The magnetic field protects the planet from ionizing radiation from the solar wind. The zone of influence of the Earth's magnetic field in space, which extends many thousands of kilometers into space, is called the magnetosphere.
Recently a weakening of the Earth's magnetic field has been observed. Some research estimates that the Earth's magnetic field has lost about 9% of its strength in the last 200 years.
What Is the Origin of the Earth's Magnetic Field?
There are different theories about the origin of the Earth's magnetic field but none of them is definitive. However, the theory that is best accepted is that of the generation of the magnetic field by the dynamo effect.
This dynamo theory is based on the fact that a conductive material in a liquid state, when in motion, can generate a magnetic field like that of planet Earth.
The core of the Earth is made up of metallic materials in a liquid state (in particular, liquid iron and nickel) that undergo convective movements.
The early earth's magnetic field would originate from the sea of magma that is believed to have enveloped the planet. Because this magma would be subjected to very high temperature and pressure, it could generate enough electrical conductivity to generate the dynamo effect as a result of the movement of electrically charged particles.

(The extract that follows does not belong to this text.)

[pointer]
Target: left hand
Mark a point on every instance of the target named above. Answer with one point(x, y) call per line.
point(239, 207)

What Are the Three Parts of the Earth's Magnetic Field?
The geomagnetic field is made up of three parts, the first two belong to the internal field and the third to the external one:
- The nuclear field is the one that is produced inside the Earth. This field changes relatively slowly and originates in the outer core by systems of electrical currents. Their contribution to the total field is greater than 94%.
- The field of the crust, generated by rocks magnetized by the nuclear field.
- The external or atmospheric field and the internal induced field. The first is generated by electric currents produced in the Earth's atmosphere by interaction of the magnetic field with the solar wind and the second by a field induced in the crust and mantle by the same currents.
What Is the Earth's Magnetic Field Like?
The Earth behaves like a giant magnet and has magnetic poles, which do not coincide with the geographic poles.
By definition, a magnetic pole is a point where the geomagnetic field generated by a magnetic dipole placed in the outer core of the earth has a direction that coincides with the axis of the dipole, that is, vertical.
However, the nomenclature that defines the north and south magnetic poles is just a convention. The Earth's magnetic north and south poles have been named in association with the geographic one. However, the geographic axis and the magnetic axis do not coincide.
While the geographic poles are fixed, the magnetic ones are subject to a continuous, slow, non-constant and different displacement for each one of them.
The geographic north and south poles differ from the respective magnetic poles by almost 3000 km. The south magnetic pole is farthest from the magnetic north pole.